Finley Shrimpton

Personal information
- Full name: Finley Thomas Shrimpton
- Date of birth: 24 August 2002 (age 23)
- Place of birth: Scunthorpe, England
- Position: Midfielder

Team information
- Current team: Chester FC

Youth career
- 2017–2020: Scunthorpe United

Senior career*
- Years: Team / Apps / (Gls)
- 2020–2025: Scunthorpe United / 38 / (2)
- 2020: → Frickley Athletic (loan) / 7 / (0)
- 2021–2022: → Grantham Town (loan) / 19 / (0)
- 2022: → Cleethorpes Town (loan) / 4 / (0)
- 2022: → Gainsborough Trinity (loan) / 15 / (0)
- 2024: → Spennymoor Town (loan) / 15 / (2)
- 2024–2025: → Spennymoor Town (loan) / 28 / (3)
- 2025–: Chester / 29 / (5)

= Finley Shrimpton =

English footballer (born 2002)

Finley Thomas Shrimpton is an English professional footballer who plays as a midfielder for club Chester FC.

==Playing career==
Born in Scunthorpe, Shrimpton joined Scunthorpe United's under-16 side in November 2017 following his release from Barnsley. He signed his first professional contract with Scunthorpe in the summer of 2020.

In September 2020, Shrimpton joined Frickley Athletic on loan. He made eight appearances in all competitions for the club.

Shrimpton made his professional debut on 24 August 2021 coming on as a substitute for Scunthorpe in an EFL Trophy defeat against Manchester City U23s.

At the end of the 2021–22 season, Scunthorpe exercised the one-year extension option on his contract.

On 7 September 2021, Shrimpton joined Northern Premier League club Grantham Town on loan until January 2022. Shrimpton made 19 league appearances for Grantham and also featured for the club in the FA Trophy. Shrimpton again went out loan in March 2022, this time in Cleethorpes Town for the remainder of the 2021–22 season. However, in April 2022, Shrimpton was recalled to Scunthorpe. He played four times for Cleethorpes. A day after his return to Scunthorpe, Shrimpton made his first league appearance for the club starting in a 4–0 defeat to Mansfield Town.

On 13 September 2022, Shrimpton signed on a one-month loan for Gainsborough Trinity. The deal was later extended by a further month. Shrimpton returned to his parent club on 8 December 2022.
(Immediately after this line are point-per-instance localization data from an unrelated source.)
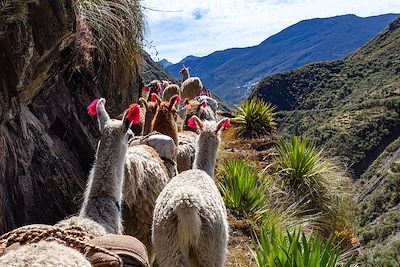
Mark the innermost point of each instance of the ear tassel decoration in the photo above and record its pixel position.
(226, 124)
(92, 107)
(192, 123)
(134, 114)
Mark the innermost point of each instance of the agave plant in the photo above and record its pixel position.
(305, 172)
(241, 189)
(279, 248)
(255, 119)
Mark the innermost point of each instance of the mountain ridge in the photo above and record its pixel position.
(233, 72)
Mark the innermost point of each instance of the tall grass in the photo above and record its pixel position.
(13, 11)
(255, 119)
(242, 189)
(324, 186)
(280, 248)
(117, 29)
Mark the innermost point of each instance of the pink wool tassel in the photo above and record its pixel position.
(226, 124)
(134, 114)
(92, 107)
(192, 123)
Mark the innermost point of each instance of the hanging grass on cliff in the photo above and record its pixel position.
(116, 30)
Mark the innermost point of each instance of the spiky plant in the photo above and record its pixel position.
(117, 28)
(255, 119)
(279, 248)
(13, 11)
(242, 189)
(306, 173)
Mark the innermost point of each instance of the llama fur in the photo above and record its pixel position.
(190, 227)
(103, 194)
(170, 91)
(165, 120)
(191, 86)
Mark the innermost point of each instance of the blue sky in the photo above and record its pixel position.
(189, 27)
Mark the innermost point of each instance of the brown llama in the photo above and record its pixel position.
(165, 120)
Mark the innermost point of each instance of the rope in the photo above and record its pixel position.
(73, 236)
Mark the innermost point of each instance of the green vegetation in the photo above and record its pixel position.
(116, 32)
(350, 107)
(293, 249)
(13, 11)
(242, 189)
(307, 174)
(255, 119)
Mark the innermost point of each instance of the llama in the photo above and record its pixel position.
(148, 112)
(100, 213)
(146, 174)
(190, 227)
(188, 135)
(165, 120)
(170, 91)
(191, 86)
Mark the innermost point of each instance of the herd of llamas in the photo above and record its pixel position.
(152, 180)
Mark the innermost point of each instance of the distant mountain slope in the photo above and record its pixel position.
(352, 108)
(165, 63)
(233, 72)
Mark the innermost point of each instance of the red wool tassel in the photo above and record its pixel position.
(192, 123)
(134, 114)
(92, 107)
(226, 124)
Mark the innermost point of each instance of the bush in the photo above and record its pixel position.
(241, 189)
(306, 173)
(279, 248)
(255, 119)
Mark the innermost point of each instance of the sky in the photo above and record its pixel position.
(178, 28)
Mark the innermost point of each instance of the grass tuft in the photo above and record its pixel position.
(255, 119)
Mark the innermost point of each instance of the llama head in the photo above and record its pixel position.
(113, 131)
(185, 72)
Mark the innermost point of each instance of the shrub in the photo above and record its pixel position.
(241, 189)
(255, 119)
(279, 248)
(306, 173)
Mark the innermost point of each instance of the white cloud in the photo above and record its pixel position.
(201, 27)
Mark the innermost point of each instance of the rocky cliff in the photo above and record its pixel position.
(49, 72)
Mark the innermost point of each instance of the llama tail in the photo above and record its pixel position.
(189, 226)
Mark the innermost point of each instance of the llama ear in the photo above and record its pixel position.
(156, 97)
(223, 124)
(173, 100)
(194, 121)
(102, 115)
(144, 102)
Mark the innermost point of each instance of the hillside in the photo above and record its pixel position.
(352, 108)
(233, 72)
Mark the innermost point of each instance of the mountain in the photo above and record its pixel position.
(233, 72)
(351, 107)
(165, 63)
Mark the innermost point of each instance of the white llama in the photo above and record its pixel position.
(190, 227)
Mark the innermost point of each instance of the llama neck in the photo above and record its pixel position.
(165, 126)
(206, 156)
(185, 76)
(103, 195)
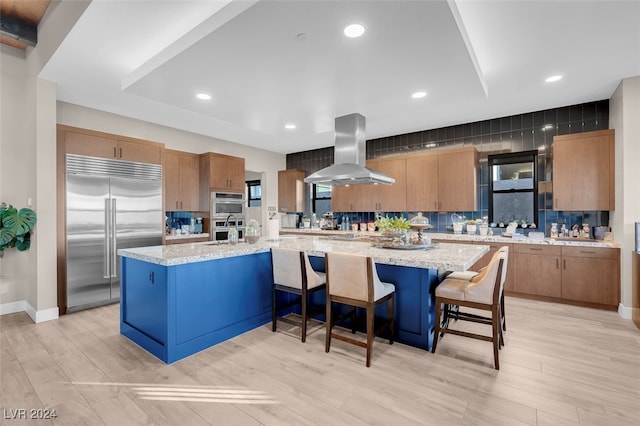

On 16 February 2024, Shrimpton joined National League North club Spennymoor Town on a one-month loan deal. After impressing with The Moors, his loan was later extended until the end of the season.

On 15 November 2024, Shrimpton returned to Spennymoor Town on loan until the end of the season.

In May 2025, it was announced that Shrimpton had been released by Scunthorpe following the expiration of his contract.